Khufu

General
- Designers: Ralph Merkle
- First published: 1989
- Related to: Khafre

Cipher detail
- Key sizes: 512 bits
- Block sizes: 64 bits
- Structure: Feistel network
- Rounds: 16

Best public cryptanalysis

= Khufu and Khafre =

Block ciphers

In cryptography, Khufu and Khafre are two block ciphers designed by Ralph Merkle in 1989 while working at Xerox's Palo Alto Research Center. Along with Snefru, a cryptographic hash function, the ciphers were named after the Egyptian Pharaohs Khufu, Khafre and Sneferu.

Under a voluntary scheme, Xerox submitted Khufu and Khafre to the US National Security Agency (NSA) prior to publication. NSA requested that Xerox not publish the algorithms, citing concerns about national security. Xerox, a large contractor to the US government, complied. However, a reviewer of the paper passed a copy to John Gilmore, who made it available via the sci.crypt newsgroup. It would appear this was against Merkle's wishes. The scheme was subsequently published at the 1990 CRYPTO conference (Merkle, 1990).

Khufu and Khafre were patented by Xerox; the patent was issued on March 26, 1991.

==Khufu==

Khufu is a 64-bit block cipher which, unusually, uses keys of size 512 bits; block ciphers typically have much smaller keys, rarely exceeding 256 bits. Most of the key material is used to construct the cipher's S-boxes. Because the key-setup time is quite time consuming, Khufu is not well suited to situations in which many small messages are handled. It is better suited to bulk encryption of large amounts of data.

Khufu is a Feistel cipher with 16 rounds by default (other multiples of eight between 8 and 64 are allowed). Each set of eight rounds is termed an octet; a different S-box is used in each octet. In a round, the least significant byte of half of the block is passed into the 8×32-bit S-box. The S-box output is then combined (using XOR) with the other 32-bit half. The left half is rotated to bring a new byte into position, and the halves are swapped. At the start and end of the algorithm, extra key material is XORed with the block (key whitening). Other than this, all the key is contained in the S-boxes.

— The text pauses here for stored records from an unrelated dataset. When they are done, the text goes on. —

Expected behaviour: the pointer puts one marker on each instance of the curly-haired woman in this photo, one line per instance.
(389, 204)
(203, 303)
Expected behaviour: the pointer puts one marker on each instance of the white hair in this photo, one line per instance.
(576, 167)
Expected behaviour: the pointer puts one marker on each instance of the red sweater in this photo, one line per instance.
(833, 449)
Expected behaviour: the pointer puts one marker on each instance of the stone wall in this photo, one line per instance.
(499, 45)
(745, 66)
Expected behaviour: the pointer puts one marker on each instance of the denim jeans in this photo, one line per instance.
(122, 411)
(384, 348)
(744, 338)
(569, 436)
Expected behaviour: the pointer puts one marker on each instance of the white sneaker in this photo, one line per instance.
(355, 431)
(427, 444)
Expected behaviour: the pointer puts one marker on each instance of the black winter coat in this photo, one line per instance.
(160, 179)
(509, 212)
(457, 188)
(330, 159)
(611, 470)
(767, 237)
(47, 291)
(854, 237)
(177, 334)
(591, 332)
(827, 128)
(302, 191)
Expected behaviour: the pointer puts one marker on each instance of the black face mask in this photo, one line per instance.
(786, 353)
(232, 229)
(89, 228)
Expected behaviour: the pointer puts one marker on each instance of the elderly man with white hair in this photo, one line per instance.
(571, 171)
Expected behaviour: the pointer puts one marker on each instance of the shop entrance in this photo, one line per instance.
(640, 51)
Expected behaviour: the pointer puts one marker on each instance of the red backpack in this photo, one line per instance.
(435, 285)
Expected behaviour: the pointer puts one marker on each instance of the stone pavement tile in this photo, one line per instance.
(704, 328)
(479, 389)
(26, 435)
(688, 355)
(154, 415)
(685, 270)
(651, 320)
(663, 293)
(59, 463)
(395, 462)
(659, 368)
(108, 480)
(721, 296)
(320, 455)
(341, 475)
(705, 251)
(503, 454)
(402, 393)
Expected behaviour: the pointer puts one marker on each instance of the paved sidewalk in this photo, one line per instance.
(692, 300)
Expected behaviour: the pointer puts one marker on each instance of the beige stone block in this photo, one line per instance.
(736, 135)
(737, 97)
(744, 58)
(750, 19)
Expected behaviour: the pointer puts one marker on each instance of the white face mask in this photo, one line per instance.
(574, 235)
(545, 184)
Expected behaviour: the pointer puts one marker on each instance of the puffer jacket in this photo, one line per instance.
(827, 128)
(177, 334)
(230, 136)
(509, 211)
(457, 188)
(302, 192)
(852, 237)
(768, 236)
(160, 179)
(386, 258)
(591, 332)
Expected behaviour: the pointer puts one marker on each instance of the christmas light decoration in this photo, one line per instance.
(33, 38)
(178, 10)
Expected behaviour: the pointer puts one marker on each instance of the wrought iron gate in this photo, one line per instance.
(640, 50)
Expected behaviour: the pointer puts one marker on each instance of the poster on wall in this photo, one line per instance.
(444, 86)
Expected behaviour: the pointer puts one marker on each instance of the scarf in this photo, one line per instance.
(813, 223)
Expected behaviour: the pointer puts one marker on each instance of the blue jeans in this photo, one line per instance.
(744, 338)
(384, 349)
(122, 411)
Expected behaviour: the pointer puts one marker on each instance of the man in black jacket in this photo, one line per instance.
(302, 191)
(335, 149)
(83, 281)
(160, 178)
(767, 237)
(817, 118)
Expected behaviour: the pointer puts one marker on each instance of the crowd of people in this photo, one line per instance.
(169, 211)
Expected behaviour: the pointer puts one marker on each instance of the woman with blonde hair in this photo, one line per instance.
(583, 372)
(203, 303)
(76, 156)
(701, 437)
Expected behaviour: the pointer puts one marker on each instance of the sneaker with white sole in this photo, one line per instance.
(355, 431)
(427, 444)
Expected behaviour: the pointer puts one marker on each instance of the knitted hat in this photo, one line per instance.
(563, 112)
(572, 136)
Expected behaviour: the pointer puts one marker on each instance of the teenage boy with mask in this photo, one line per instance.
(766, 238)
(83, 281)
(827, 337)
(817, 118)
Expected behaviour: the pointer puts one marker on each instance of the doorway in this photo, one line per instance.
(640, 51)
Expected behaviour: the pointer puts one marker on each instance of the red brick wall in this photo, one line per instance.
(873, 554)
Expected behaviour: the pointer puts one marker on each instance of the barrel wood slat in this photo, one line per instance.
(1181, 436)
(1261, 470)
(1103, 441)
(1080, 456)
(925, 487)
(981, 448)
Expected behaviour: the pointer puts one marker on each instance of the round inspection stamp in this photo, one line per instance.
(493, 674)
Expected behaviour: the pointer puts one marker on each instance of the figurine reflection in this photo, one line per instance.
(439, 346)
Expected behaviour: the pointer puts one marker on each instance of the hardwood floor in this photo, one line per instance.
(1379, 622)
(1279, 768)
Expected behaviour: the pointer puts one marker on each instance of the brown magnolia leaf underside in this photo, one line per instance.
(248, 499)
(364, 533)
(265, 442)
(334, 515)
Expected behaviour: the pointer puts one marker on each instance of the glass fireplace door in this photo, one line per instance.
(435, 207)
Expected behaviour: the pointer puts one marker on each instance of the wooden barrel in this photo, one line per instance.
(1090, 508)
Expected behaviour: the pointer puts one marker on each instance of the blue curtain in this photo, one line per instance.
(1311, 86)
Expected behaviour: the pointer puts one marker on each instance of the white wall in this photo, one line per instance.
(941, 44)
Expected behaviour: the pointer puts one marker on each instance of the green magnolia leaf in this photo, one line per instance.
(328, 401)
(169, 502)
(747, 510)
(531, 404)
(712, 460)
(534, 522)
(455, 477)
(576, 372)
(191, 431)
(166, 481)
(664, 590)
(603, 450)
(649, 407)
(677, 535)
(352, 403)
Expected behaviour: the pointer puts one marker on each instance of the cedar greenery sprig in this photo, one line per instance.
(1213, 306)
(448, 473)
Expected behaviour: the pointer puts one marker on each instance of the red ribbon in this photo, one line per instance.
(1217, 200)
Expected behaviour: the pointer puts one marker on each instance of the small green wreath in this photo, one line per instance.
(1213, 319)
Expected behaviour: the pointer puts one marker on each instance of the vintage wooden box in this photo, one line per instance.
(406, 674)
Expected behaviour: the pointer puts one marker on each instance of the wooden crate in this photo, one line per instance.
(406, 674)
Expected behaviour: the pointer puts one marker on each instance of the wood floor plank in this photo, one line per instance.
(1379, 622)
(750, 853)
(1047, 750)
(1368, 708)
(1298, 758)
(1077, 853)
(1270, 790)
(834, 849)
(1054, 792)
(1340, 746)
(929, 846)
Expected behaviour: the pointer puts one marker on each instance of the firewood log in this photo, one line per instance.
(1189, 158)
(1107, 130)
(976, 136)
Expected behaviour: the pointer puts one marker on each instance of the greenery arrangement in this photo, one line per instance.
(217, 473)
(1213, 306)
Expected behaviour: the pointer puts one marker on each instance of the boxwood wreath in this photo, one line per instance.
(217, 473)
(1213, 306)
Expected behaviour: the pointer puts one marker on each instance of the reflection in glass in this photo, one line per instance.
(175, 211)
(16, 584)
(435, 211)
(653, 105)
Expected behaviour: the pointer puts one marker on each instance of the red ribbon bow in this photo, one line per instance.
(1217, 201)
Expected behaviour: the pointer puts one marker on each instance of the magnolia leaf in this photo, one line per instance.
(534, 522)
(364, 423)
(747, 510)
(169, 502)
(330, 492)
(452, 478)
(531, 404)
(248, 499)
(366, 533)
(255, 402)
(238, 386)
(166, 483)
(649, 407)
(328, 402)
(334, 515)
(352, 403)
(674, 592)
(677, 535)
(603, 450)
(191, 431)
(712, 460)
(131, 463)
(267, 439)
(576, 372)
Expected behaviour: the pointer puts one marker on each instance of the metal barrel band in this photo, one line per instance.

There is a differential attack on 16 rounds of Khufu which can recover the secret key. It requires 2^{43} chosen plaintexts and has a 2^{43} time complexity (Gilbert and Chauvaud, 1994). 2^{32} plaintexts and complexity are required merely to distinguish the cipher from random. A boomerang attack (Wagner, 1999) can be used in an adaptive chosen plaintext / chosen ciphertext scenario with 2^{18} queries and a similar time complexity. Khufu is also susceptible to an impossible differential attack, which can break up to 18 rounds of the cipher (Biham et al., 1999).

Schneier and Kelsey (1996) categorise Khafre and Khufu as "even incomplete heterogeneous target-heavy Unbalanced Feistel Networks".

==Khafre==

Khafre is similar to Khufu, but uses a standard set of S-boxes, and does not compute them from the key. (Rather, they are generated from the RAND tables, used as a source of "nothing up my sleeve numbers".) An advantage is that Khafre can encrypt a small amount of data very rapidly — it has good key agility. However, Khafre probably requires a greater number of rounds to achieve a similar level of security as Khufu, making it slower at bulk encryption. Khafre uses a key whose size is a multiple of 64 bits. Because the S-boxes are not key-dependent, Khafre XORs subkeys every eight rounds.

Differential cryptanalysis is effective against Khafre: 16 rounds can be broken using either 1500 chosen plaintexts or 2^{38} known plaintexts. Similarly, 24 rounds can be attacked using 2^{53} chosen plaintexts or 2^{59} known plaintexts.